Impact of partial volume correction on radiomics reproducibility in theranostic SPECT/CT imaging

Abstract

Background: Radiomics has shown potential for quantitative characterization of tumors in molecular imaging; however, its clinical translation in theranostic ¹⁷⁷Lu SPECT/CT remains limited due to poor robustness of extracted features to reconstruction variability and partial volume effects. Establishing reproducible radiomics biomarkers across correction strategies is therefore a prerequisite for reliable clinical modeling and treatment monitoring.

Purpose: This study aimed to evaluate radiomics feature reproducibility, defined as the stability of feature values across different partial volume correction (PVC) strategies and reconstruction settings, in clinical ¹⁷⁷Lu SPECT/CT imaging. In addition, we explored two volumetric shape-based indices, the metastasis-to-liver ratio (MLR) and metastasis-to-spare liver ratio (MSLR), as surrogate markers of hepatic metastatic burden in the theranostic treatment setting.

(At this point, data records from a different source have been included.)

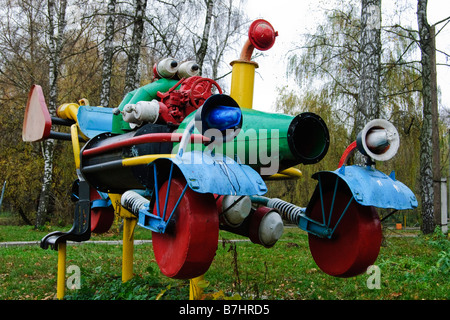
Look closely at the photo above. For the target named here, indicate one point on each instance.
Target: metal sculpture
(183, 159)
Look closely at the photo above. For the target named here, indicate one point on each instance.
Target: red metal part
(355, 243)
(145, 138)
(101, 218)
(188, 249)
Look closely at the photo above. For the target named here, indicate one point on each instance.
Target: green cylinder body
(145, 93)
(271, 142)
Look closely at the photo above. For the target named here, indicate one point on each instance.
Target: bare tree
(201, 52)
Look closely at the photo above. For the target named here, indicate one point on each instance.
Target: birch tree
(201, 52)
(108, 53)
(55, 34)
(426, 147)
(368, 103)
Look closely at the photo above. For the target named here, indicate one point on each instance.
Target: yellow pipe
(195, 292)
(290, 173)
(61, 278)
(75, 144)
(128, 248)
(242, 82)
(68, 111)
(136, 161)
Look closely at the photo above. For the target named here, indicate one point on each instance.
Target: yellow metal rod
(195, 292)
(61, 278)
(128, 248)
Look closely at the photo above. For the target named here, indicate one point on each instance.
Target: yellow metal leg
(195, 292)
(61, 279)
(128, 248)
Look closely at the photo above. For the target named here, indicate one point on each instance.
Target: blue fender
(371, 187)
(217, 174)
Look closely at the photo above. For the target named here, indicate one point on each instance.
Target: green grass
(411, 268)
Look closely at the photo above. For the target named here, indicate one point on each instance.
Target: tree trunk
(426, 146)
(55, 33)
(368, 103)
(108, 54)
(201, 52)
(132, 76)
(435, 131)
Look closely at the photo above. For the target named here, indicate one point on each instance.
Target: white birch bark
(426, 147)
(55, 31)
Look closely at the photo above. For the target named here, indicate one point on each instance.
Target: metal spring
(133, 201)
(288, 211)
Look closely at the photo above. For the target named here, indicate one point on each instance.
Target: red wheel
(356, 241)
(102, 218)
(187, 248)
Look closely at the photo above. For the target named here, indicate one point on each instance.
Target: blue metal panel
(219, 174)
(371, 187)
(94, 120)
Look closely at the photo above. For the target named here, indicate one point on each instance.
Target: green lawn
(411, 268)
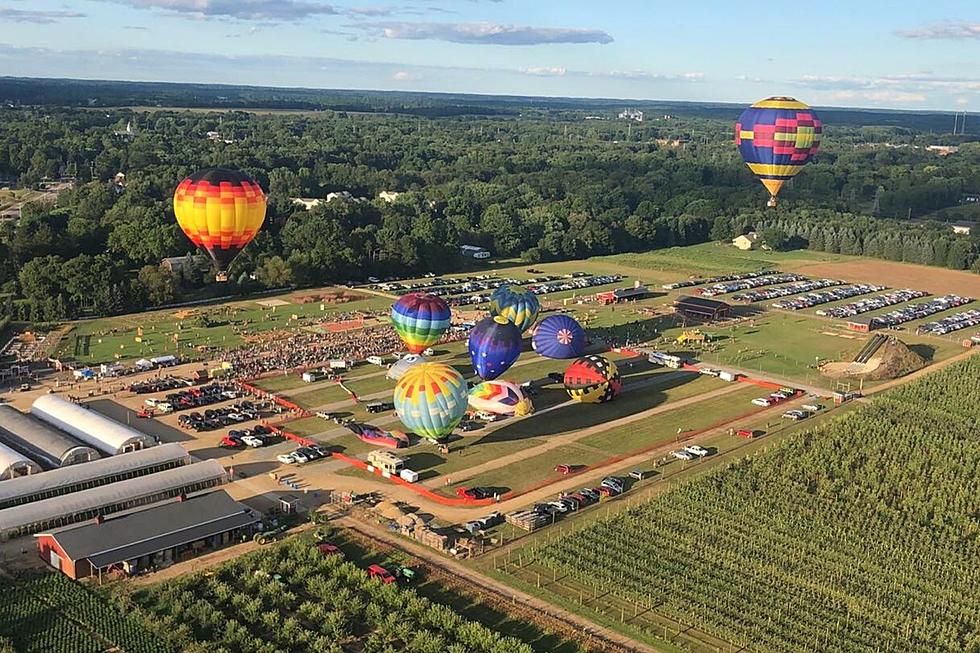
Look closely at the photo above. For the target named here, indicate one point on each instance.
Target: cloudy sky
(868, 53)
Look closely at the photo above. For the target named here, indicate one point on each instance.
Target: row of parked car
(215, 418)
(159, 385)
(539, 287)
(919, 311)
(721, 278)
(304, 455)
(824, 296)
(204, 395)
(748, 283)
(258, 436)
(796, 288)
(872, 303)
(775, 397)
(952, 323)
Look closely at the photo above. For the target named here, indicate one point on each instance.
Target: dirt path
(520, 604)
(556, 441)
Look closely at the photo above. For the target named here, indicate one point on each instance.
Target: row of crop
(860, 536)
(291, 598)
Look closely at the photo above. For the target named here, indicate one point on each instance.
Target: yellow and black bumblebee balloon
(220, 211)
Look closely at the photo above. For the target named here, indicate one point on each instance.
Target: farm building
(41, 442)
(101, 501)
(76, 478)
(701, 308)
(106, 435)
(623, 295)
(153, 537)
(14, 465)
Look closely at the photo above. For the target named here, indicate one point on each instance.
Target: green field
(857, 536)
(50, 613)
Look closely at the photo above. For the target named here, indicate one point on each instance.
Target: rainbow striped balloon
(431, 399)
(420, 320)
(518, 306)
(777, 137)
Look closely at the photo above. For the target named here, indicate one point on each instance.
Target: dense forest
(540, 184)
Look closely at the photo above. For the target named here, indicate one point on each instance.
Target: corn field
(859, 536)
(291, 598)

Methods: In 13 patients (40 scans) treated with ¹⁷⁷Lu, 837 radiomics features were extracted from 11 abdominal regions and metastases on SPECT/CT using original and wavelet-decomposed images across four bin widths (50–200). Two post-reconstruction PVC methods, namely Richardson-Lucy (RL) and Reblurred Van Cittert (RVC), were applied. Feature reproducibility was quantified using two complementary metrics: the intraclass correlation coefficient (ICC) to assess feature-level stability across PVC strategies, and the concordance correlation coefficient (CCC) to evaluate pairwise agreement and systematic bias among reconstruction methods. Visual image quality assessments were independently performed by two experienced nuclear medicine specialists in a blinded setting. Exploratory metastatic tumor burden was assessed descriptively using 3D shape-based MLR and MSLR indices.

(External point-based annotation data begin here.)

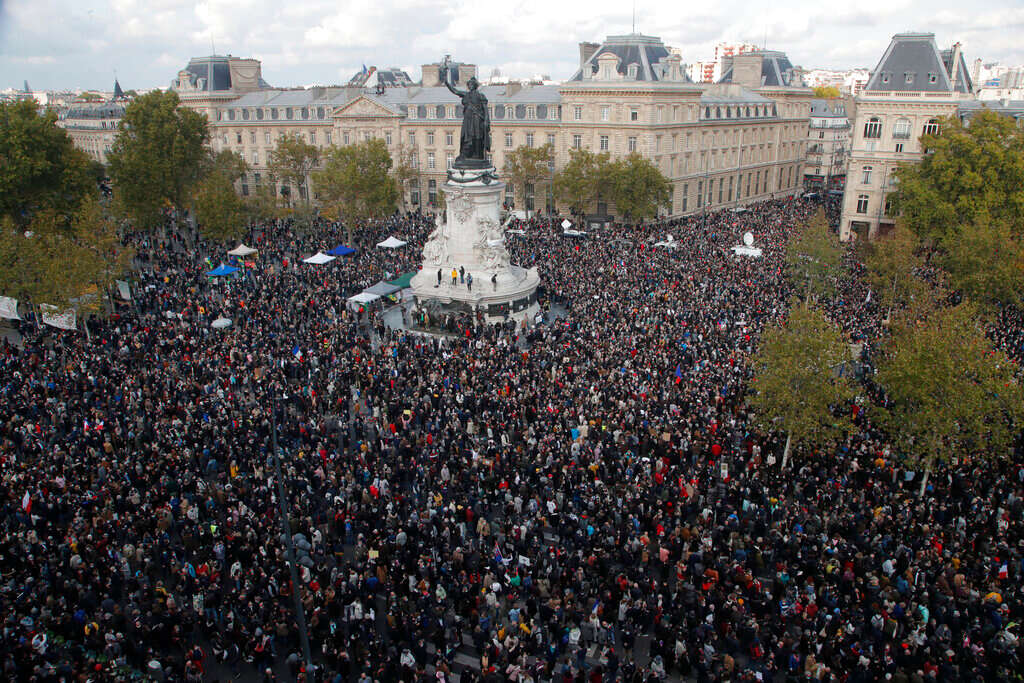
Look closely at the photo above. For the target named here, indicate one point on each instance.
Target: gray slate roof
(827, 109)
(776, 70)
(912, 62)
(644, 51)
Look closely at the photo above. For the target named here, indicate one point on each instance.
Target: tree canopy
(948, 391)
(528, 166)
(638, 187)
(292, 161)
(973, 174)
(797, 381)
(586, 178)
(356, 178)
(40, 169)
(157, 157)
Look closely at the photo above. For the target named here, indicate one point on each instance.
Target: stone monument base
(472, 241)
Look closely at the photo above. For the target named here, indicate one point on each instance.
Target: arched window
(872, 129)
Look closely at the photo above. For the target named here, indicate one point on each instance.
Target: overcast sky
(80, 44)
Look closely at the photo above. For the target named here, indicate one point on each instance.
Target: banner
(54, 317)
(124, 290)
(8, 308)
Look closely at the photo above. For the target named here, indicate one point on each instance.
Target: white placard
(55, 317)
(8, 308)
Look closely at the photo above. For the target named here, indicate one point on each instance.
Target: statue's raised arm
(443, 76)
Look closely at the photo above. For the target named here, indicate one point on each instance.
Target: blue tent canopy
(221, 270)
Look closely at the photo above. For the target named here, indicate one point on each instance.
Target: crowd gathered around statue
(587, 500)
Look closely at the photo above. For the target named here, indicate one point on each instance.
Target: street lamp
(286, 528)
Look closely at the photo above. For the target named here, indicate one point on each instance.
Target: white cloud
(68, 43)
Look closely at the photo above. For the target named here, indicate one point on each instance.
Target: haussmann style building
(721, 144)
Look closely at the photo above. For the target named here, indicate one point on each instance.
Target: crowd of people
(586, 502)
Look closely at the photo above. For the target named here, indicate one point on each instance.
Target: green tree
(638, 187)
(356, 178)
(528, 166)
(39, 167)
(53, 260)
(157, 157)
(814, 258)
(219, 210)
(949, 393)
(986, 263)
(291, 162)
(798, 383)
(973, 175)
(585, 179)
(890, 262)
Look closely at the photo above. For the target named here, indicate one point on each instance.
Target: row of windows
(498, 112)
(901, 129)
(680, 114)
(272, 114)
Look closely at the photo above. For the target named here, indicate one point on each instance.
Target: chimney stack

Results: Low-frequency wavelet decomposition (LLL-wavelet) and original features showed the highest reproducibility (ICC ≥ 0.90 in >95% of liver and metastasis features at BW50), whereas high-frequency features and larger bin widths demonstrated reduced stability. CCC analysis revealed excellent agreement between RL and RVC (≥0.95 in major organs at BW50–100), while agreement with uncorrected SPECT (no PVC) was consistently lower, especially for high-frequency features. RL achieved higher visual scores in sharpness and contrast (p < 0.01), with good inter-reader agreement supporting the consistency of these assessments. MLR/MSLR demonstrated inter-patient variability and were explored descriptively as indices of metastatic liver burden.

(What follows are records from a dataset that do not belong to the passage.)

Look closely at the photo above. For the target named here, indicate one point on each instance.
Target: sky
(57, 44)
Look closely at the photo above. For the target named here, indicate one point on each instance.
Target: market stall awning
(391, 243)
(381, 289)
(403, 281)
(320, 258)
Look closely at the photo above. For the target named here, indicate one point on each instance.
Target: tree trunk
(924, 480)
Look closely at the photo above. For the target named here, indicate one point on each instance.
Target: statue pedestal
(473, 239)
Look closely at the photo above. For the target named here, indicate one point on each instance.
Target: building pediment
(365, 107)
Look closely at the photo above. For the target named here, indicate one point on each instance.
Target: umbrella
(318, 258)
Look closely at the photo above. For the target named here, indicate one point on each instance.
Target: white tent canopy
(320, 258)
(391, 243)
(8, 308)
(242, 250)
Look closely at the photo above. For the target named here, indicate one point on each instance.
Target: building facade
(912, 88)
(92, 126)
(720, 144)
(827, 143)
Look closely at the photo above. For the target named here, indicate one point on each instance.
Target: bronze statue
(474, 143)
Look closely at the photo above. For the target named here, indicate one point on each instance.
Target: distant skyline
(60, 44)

Conclusions: Reproducibility in theranostic SPECT radiomics is highly feature- and organ-dependent and is further influenced by scanner-specific factors and reconstruction protocols, which remain critical for real-world clinical translation. RL and RVC showed stronger mutual agreements than each with uncorrected SPECT. Importantly, only RVC translated visual improvements into enhanced feature-level reproducibility, while RL provided the most consistent overall balance of reproducibility and image quality, supporting its role as the preferred PVC strategy for clinical and modeling applications. Robust radiomics feature selection as well as standardized reproducible PVC strategies are essential to generate methodological harmonization for future clinical translation and to support integration of radiomics analyses into personalized SPECT theranostics.